McClain was not given medical attention by the officers that night. He died at the hospital several days after his encounter with Aurora police.

Other witnesses

UCHealth registered nurse Andrea Libhart spoke about drawing blood from McClain the night he arrived at the hospital. 

NMS Labs forensic toxicologist Michael Lamb testified as an expert in toxicology in testing and results. He tested McClain’s blood for the presence of ketamine. The defense presented a study from the American Journal of Emergency Medicine that an anesthetic dose of ketamine is between 4-6 milligrams per kilogram. 

Lamb said he calculated 7.7 milligrams per kilogram in McClain based on his body weight — which is more than the recommended dose.

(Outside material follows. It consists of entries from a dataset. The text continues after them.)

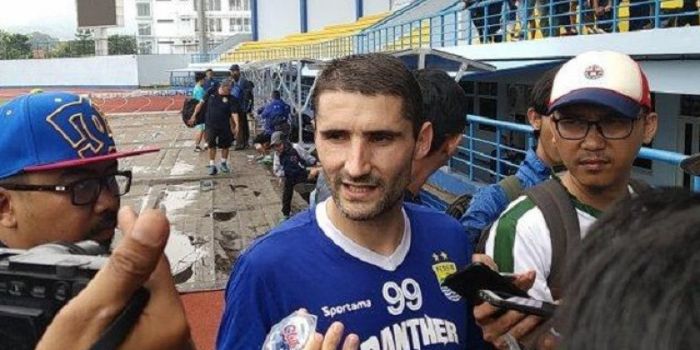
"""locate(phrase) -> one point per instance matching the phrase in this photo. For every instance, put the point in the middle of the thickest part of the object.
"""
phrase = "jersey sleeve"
(488, 203)
(247, 312)
(519, 242)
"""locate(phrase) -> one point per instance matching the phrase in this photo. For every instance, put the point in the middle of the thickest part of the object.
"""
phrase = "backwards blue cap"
(54, 130)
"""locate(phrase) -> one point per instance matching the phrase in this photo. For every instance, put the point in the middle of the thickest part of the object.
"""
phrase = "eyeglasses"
(84, 191)
(615, 128)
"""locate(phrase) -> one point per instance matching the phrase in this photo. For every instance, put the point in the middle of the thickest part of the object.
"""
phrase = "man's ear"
(651, 124)
(8, 218)
(451, 144)
(534, 118)
(425, 138)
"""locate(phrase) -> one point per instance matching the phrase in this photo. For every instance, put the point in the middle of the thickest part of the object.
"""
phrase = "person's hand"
(137, 260)
(486, 260)
(331, 340)
(313, 173)
(501, 328)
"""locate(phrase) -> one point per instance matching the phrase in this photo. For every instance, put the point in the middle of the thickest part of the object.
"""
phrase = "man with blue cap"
(59, 181)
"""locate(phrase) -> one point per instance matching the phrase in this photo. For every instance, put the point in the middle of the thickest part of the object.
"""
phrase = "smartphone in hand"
(477, 276)
(525, 305)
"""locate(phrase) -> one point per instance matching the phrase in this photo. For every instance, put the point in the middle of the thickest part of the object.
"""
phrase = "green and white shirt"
(519, 241)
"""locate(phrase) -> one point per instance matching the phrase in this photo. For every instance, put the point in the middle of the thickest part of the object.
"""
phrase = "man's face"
(546, 138)
(595, 161)
(31, 218)
(224, 90)
(366, 147)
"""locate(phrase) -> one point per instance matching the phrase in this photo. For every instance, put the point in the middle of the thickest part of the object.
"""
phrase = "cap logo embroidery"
(85, 134)
(594, 72)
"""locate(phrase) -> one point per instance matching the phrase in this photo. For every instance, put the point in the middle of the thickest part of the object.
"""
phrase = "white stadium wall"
(84, 71)
(154, 69)
(322, 13)
(372, 7)
(97, 71)
(277, 18)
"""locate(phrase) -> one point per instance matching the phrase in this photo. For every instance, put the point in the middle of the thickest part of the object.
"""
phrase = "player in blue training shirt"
(363, 257)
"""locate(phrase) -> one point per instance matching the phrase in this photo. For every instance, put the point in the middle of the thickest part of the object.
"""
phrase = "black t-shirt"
(219, 109)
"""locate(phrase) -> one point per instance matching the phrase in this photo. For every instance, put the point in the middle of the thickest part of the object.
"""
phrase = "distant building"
(171, 26)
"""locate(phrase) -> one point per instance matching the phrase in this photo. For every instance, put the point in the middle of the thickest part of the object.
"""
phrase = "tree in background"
(122, 45)
(14, 46)
(83, 45)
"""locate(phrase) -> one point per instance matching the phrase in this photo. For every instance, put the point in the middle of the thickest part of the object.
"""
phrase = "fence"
(498, 21)
(471, 157)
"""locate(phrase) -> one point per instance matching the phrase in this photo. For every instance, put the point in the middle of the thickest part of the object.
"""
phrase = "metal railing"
(503, 20)
(493, 21)
(476, 153)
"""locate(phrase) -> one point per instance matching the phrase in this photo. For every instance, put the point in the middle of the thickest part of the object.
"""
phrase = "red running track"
(117, 104)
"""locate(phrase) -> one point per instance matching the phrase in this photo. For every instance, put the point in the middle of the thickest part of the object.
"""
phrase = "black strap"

The toxicology report also found 14 nanograms per milliliter of Delta 9 THC, 31 nanograms per milliliter of Delta-carboxy THC, and 4.9 milliliters of 11 hydroxy Delta-THC in McClain. Lamb said he couldn't make an appropriate opinion on the concentration of marijuana that would equal impairment. 

“We do not have enough evidence to assign a number to any sort of specific signs or symptoms that someone would be experiencing under the influence of marijuana,” Lamb said.

The defense closed out the day cross-examining Paula Hull, who was the City of Aurora 911 dispatcher on the night McClain was violently arrested.

Editor's note: This story has been corrected to reflect Elijah McClain's condition after being placed in a carotid hold.